Glasgow and the Clyde Valley - Often called "Little Scotland", this region has a northern border adjacent to Stirlingshire, West Lothian, and Midlothian. Its eastern border meets Peeblesshire while its southern border also forms part of the northern border of Dumfriesshire. Finally, a significant portion of its western border is shared with Ayrshire ... and so, we come full circle through the kingdom of Scotland ... but not to the end of our journey.
Ulster - The historic province of Ulster includes today’s Northern Ireland ~ i.e., Counties Londonderry [Derry], Tyrone, Armagh, Fermanagh, Down, and Antrim ~ as well as certain counties which lie in today’s Republic of Ireland ~ Donegal, Cavan, and Monaghan. The sources upon which this chapter rests reveal no Lynns in either Cavan or Monaghan in the nineteenth century or earlier. Be that as it may, thousands of Scots ~ including a number of Lynns ~ migrated to Ulster in the seventeenth through nineteenth centuries, giving rise to the misleading name "Scotch-Irish". While some intermarriage certainly must have occurred, that name was intended to signify Scots who lived in Ulster for one or more generations. It is being increasingly replaced by historians and genealogists with the more appropriate name "Ulster Scots".
Historical records for Scotland include, among other sources: extracts of birth, marriage, death, and census records; extracts (and a few transcripts) of testaments; records of apprenticeships and burgesses; records of the Privy Council of Scotland; abstracts of protocol books; records from town, burgh, and parish histories of Scotland; records from church, abbey, and university histories; and information from various peerage accounts and the papers of notable families with whom Lynns had dealings.

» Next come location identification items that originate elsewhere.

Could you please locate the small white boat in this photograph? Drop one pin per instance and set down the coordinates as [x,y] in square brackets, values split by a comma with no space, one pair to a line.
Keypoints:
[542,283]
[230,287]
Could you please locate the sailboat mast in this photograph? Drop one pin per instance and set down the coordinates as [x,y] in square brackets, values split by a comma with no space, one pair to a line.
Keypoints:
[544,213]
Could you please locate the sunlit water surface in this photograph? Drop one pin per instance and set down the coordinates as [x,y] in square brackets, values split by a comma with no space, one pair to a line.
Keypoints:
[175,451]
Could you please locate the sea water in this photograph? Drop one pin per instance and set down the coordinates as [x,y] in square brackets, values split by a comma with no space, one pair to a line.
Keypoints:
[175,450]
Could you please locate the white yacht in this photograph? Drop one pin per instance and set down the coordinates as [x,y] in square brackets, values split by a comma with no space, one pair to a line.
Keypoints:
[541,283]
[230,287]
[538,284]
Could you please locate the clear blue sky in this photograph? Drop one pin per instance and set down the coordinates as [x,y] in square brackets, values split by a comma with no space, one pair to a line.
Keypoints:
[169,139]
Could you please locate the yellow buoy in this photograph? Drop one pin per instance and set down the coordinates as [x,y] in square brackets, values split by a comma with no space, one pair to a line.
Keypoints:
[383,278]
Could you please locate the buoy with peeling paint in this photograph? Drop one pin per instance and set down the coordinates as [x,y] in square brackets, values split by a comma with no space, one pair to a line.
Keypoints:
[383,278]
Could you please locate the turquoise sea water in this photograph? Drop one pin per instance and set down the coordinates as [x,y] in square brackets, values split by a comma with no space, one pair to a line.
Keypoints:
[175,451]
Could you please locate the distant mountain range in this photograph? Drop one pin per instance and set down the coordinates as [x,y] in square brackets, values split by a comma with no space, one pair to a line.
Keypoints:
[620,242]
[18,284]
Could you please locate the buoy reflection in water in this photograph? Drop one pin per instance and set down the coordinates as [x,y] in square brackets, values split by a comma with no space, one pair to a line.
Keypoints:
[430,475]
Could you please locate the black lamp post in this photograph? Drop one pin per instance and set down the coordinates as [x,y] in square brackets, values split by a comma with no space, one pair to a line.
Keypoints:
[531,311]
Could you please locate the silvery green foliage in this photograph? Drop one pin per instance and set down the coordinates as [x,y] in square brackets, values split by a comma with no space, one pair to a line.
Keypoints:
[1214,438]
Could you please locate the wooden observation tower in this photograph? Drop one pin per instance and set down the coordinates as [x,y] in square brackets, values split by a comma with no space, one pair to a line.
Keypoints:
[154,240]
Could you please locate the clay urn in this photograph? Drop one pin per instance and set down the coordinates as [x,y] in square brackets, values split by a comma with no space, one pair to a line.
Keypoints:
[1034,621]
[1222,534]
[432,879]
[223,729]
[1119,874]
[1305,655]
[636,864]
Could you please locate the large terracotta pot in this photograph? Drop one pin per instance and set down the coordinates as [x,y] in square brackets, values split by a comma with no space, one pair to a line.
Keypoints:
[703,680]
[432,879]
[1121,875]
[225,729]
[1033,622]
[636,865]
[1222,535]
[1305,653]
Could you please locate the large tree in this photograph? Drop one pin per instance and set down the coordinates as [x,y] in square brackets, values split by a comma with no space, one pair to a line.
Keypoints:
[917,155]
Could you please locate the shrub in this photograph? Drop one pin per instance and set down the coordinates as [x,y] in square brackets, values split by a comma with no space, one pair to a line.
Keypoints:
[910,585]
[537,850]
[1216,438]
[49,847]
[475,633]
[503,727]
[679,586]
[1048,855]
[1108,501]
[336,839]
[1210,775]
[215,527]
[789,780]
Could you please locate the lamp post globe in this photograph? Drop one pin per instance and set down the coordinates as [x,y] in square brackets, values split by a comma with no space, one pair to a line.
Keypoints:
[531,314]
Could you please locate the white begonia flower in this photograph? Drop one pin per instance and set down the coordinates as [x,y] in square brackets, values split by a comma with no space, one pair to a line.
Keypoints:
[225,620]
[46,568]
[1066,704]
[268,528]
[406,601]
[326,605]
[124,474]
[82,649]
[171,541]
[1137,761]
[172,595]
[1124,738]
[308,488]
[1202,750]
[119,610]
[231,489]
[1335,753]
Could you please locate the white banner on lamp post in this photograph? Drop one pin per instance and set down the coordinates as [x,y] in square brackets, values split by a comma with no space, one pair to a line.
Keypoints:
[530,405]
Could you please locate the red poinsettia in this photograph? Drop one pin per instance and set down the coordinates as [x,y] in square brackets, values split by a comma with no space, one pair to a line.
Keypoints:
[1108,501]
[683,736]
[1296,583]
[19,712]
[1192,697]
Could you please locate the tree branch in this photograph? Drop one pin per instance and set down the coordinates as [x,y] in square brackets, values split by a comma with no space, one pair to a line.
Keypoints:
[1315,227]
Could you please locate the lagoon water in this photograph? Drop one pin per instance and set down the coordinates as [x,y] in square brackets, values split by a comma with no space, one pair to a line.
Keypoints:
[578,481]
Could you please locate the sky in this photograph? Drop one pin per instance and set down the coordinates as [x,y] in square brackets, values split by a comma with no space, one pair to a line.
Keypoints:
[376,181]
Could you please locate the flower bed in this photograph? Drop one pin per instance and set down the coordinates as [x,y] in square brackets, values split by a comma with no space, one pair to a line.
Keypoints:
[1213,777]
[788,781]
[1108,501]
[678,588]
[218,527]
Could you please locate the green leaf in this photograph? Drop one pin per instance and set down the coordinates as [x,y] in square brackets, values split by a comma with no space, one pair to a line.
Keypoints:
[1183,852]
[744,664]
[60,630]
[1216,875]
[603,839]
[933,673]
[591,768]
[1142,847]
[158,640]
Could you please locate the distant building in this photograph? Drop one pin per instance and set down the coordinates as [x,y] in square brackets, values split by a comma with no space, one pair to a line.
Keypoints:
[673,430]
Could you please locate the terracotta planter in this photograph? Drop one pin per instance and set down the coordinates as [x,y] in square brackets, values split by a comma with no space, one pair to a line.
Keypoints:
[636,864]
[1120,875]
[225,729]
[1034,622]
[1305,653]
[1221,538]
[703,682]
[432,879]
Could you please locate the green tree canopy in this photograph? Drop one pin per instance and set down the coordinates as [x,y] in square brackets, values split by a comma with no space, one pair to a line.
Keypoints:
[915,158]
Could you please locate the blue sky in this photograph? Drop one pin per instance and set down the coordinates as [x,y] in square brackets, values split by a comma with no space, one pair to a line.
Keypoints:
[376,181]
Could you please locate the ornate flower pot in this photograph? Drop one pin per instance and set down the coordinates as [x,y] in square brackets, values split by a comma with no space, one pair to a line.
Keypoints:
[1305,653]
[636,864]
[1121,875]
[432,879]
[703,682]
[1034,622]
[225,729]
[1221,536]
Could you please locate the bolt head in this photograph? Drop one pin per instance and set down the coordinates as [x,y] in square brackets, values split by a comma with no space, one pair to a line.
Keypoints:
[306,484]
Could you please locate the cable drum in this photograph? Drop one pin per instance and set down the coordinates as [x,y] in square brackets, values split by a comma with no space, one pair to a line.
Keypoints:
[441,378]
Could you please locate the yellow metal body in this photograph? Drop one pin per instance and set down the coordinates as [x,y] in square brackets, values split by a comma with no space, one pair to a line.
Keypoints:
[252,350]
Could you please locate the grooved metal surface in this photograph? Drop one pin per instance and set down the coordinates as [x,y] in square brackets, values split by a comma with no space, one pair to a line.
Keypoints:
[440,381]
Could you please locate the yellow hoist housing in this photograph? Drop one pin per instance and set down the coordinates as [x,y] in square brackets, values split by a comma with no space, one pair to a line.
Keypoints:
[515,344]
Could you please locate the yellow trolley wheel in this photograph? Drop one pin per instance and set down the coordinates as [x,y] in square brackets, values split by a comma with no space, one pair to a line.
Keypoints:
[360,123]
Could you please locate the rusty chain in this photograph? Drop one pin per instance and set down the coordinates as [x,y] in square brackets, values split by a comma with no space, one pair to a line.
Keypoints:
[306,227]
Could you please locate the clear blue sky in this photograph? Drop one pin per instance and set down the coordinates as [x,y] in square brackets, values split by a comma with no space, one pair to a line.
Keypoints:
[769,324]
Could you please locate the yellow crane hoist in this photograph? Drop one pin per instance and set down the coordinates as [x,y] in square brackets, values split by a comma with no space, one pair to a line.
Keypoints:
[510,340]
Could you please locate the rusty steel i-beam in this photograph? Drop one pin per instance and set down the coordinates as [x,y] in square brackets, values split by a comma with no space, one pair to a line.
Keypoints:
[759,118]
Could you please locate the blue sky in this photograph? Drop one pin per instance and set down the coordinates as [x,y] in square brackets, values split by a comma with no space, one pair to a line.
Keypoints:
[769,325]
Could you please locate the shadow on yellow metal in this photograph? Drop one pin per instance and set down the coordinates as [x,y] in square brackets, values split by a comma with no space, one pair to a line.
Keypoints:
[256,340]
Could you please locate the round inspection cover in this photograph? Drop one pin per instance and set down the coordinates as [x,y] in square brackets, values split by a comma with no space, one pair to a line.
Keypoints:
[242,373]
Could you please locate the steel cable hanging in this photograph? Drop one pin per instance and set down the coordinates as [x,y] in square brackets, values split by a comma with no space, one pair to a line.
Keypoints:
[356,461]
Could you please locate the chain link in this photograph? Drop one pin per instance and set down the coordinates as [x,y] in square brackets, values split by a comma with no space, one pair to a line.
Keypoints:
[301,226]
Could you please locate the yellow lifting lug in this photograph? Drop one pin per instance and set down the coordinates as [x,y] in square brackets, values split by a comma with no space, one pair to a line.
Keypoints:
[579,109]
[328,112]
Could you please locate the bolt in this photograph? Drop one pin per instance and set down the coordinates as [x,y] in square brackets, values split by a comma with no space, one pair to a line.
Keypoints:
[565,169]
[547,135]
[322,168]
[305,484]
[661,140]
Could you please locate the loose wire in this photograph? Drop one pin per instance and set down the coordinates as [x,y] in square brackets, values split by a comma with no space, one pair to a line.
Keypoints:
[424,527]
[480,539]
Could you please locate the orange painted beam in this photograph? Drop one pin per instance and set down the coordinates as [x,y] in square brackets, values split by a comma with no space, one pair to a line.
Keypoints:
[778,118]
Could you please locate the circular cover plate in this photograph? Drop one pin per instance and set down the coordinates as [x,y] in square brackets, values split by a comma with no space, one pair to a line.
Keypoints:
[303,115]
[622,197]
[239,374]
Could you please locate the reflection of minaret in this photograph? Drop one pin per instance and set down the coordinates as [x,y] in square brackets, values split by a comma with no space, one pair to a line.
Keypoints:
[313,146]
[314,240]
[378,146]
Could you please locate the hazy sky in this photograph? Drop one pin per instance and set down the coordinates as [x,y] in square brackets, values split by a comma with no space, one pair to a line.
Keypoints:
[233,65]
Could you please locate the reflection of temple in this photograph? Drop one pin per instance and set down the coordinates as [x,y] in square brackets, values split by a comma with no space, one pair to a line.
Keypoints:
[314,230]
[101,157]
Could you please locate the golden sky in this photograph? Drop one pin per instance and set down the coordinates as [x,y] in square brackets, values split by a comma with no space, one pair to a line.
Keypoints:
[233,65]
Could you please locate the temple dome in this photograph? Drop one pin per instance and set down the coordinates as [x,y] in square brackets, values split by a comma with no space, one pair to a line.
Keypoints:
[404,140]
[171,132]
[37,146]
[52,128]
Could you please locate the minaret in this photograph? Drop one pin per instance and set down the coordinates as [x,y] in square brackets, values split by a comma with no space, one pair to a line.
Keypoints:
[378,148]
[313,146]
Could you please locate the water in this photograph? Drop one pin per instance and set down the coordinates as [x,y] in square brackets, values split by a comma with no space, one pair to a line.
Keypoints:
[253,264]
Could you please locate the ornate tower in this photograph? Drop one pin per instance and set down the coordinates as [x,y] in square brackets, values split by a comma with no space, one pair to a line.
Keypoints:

Records for Ulster include extracts from, among others: the 1630 Donegal muster roll; the 1642-1703 Register of Derry Cathedral; Pender’s 1659 Census of Ireland; 1663 Donegal hearth money rolls; the 1766 religious census; the 1796 flax growers list; 1795-1863 Londonderry marriages; the 1801 statistical survey of Donegal; 1850-69 Derryloran, County Tyrone marriages; County Down gravestone inscriptions; Griffiths Valuation; freeholders/voters lists; will calendars and indices; a Topographical Dictionary of Ireland, Vols. I & II; Rev. Hill’s “Historical Account of the Plantation of Ulster”; and “The Ulster Plantation in the Manor of Dunnalong [County Tyrone] 1610-70”.